Guitar Center will emerge from Chapter 11 bankruptcy by Dec. 31 under a plan that has been confirmed by the U.S. Bankruptcy Court for the Eastern District of Virginia. The retailer plans to reduce its debt by $800 million and raise $350 million in new senior secured notes during the process.
In addition, several banks, led by Wells Fargo and JPMorgan, are expected to fund a new $375 million secured asset-based financing facility that would provide significant additional liquidity for the business. The money will be used to support ongoing operations, invest in strategic growth initiatives and help Guitar Center execute its business plan.

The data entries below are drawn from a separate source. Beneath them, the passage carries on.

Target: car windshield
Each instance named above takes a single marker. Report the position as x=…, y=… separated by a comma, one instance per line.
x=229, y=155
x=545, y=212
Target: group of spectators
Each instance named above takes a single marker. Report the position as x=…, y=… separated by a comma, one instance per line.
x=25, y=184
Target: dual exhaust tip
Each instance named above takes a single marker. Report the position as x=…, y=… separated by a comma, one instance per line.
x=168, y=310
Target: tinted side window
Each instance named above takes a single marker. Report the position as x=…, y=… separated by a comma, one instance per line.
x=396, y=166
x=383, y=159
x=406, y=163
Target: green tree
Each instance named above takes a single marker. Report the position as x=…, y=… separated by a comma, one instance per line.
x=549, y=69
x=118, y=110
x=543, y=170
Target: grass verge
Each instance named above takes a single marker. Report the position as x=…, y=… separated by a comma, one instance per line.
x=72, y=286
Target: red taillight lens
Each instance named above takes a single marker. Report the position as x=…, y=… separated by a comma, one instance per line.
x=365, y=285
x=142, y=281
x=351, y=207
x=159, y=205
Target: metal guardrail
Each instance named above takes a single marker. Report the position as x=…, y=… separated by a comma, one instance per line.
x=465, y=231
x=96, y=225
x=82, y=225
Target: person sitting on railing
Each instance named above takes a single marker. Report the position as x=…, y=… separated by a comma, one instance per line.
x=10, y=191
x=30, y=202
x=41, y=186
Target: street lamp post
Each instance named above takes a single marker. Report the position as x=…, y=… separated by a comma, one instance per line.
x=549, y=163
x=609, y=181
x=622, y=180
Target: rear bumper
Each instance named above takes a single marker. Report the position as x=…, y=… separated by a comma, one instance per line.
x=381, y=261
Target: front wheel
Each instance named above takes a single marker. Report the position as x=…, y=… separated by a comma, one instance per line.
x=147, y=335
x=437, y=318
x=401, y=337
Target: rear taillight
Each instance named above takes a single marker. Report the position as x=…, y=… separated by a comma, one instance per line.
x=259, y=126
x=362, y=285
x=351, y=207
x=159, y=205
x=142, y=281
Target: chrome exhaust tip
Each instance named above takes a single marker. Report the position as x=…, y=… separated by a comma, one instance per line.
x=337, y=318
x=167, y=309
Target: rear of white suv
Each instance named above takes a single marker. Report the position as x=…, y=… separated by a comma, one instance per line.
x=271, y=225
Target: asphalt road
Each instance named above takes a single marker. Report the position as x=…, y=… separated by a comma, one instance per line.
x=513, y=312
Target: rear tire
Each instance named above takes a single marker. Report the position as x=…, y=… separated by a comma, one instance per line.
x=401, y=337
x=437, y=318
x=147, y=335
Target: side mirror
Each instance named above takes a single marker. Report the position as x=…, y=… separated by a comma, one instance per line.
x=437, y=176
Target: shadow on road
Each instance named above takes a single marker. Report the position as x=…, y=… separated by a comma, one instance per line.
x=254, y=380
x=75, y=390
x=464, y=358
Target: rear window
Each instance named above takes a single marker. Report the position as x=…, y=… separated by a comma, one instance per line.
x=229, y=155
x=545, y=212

“This approval represents a momentous and positive milestone in our long-term strategy,” said Ron Japinga, CEO of Guitar Center in a statement. “Throughout this process, we have continued to serve our customers in-store and online, helping even more people make music during these unique times. I am grateful for our customers, associates, vendors and other partners for their unwavering support throughout this process. With our strengthened financial position, we will continue to reinvest and grow our business. We are nearing the end of a successful holiday season and I am excited about our bright future.”
Guitar Center first announced its bankruptcy plans in November. The retailer has continued to offer uninterrupted service since then, including receiving goods, shipping customer orders, honoring merchandise credits, prepaid lessons, rentals, gift cards, deposits, orders, financing and warranties.